Migrate collector exporter self-observability from OpenCensus to OpenTelemetry #797

Closed dashpole closed 1 month ago

dashpole commented 8 months ago

Using OpenTelemetry for self-observability metrics is now stable in the collector: https://github.com/open-telemetry/opentelemetry-collector/pull/9102. OpenCensus metrics are still supported on the prometheus endpoint: https://github.com/open-telemetry/opentelemetry-collector/blob/7ade1016cf138965685e533f60ec83892d26abc6/service/internal/proctelemetry/config.go#L212, but the OpenCensus bridge is not used if you are exporting with OTLP, which we might want to support in the future.

Our OpenCensus usage:

We define googlecloudmonitoring/point_count and googlecloudmonitoring/exemplar_attachments_dropped in exporter/collector/observability.go using OpenCensus. Migrating this to OpenTelemetry should be straightforward.
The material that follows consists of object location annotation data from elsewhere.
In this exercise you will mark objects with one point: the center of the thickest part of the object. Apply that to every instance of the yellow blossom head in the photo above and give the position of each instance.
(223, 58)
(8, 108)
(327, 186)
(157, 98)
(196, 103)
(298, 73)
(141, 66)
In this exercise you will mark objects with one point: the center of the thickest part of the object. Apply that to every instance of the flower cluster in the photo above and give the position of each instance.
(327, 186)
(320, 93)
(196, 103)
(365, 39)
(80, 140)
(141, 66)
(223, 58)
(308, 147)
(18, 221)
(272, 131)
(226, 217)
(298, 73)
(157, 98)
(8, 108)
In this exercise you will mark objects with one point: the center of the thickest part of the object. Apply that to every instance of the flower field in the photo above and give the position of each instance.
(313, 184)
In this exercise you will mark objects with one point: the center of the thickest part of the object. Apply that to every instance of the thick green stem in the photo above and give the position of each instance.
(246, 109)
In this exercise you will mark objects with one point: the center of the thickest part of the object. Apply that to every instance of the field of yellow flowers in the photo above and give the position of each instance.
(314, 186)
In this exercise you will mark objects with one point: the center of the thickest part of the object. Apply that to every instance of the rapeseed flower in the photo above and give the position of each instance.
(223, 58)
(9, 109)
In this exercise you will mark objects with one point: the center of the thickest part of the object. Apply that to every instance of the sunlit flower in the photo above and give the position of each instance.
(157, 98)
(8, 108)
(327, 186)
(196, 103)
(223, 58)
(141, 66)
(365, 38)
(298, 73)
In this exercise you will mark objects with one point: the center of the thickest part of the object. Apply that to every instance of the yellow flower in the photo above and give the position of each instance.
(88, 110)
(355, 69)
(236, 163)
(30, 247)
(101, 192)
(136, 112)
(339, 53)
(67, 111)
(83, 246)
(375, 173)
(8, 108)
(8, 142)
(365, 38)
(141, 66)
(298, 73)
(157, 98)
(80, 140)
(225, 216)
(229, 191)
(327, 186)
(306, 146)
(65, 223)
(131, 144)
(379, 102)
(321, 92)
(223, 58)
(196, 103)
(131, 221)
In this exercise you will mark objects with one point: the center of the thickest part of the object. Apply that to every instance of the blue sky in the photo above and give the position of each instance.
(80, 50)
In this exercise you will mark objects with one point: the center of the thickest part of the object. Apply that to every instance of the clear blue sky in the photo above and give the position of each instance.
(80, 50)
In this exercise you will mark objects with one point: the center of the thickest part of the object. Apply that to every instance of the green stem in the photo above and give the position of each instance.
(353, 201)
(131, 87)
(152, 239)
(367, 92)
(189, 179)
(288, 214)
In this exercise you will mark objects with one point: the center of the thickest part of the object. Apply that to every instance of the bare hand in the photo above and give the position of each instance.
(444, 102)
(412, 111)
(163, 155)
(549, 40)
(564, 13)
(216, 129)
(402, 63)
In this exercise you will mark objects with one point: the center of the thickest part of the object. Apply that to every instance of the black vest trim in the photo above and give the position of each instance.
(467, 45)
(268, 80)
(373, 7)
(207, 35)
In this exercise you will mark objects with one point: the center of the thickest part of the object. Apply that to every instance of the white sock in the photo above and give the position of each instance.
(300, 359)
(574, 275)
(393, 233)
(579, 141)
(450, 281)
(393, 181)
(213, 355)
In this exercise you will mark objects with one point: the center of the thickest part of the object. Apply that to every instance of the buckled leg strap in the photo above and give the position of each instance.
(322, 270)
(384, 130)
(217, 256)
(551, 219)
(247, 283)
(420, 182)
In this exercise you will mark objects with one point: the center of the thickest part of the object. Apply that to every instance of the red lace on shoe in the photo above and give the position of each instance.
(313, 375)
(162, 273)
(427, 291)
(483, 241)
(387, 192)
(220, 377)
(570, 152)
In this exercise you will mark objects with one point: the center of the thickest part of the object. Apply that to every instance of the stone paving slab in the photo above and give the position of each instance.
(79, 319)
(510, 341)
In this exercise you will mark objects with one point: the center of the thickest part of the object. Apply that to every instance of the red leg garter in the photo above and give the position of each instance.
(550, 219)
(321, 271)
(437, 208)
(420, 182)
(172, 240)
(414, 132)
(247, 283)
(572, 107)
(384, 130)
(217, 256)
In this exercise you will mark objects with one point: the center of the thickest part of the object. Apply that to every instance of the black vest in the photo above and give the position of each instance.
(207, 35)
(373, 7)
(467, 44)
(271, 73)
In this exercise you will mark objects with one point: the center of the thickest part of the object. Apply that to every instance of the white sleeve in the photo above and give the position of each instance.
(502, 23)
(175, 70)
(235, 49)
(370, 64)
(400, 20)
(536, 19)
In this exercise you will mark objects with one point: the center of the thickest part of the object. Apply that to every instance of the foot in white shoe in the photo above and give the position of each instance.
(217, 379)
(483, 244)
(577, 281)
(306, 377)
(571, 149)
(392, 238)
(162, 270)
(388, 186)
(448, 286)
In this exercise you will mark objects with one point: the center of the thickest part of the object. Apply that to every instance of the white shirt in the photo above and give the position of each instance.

We also use ocgrpc in the collector exporter: https://github.com/GoogleCloudPlatform/opentelemetry-operations-go/blob/fda999eac0b4566cd4d32e1792318b7eb41d456d/exporter/collector/config.go#L263. Migrating this to OTel may be tricky, as we would need to either migrate to otelgrpc, or to gRPC's upcoming self-observability metrics: https://github.com/grpc/proposal/blob/master/A66-otel-stats.md. This is likely to be a breaking change, which we will need to migrate with a featuregate.

dashpole commented 8 months ago

cc @braydonk @quentinmit

dashpole commented 1 month ago

The OC bridge has now been removed: https://github.com/open-telemetry/opentelemetry-collector/pull/10406

This means we have now lost any opencensus-based metrics, and recent versions will no longer have these.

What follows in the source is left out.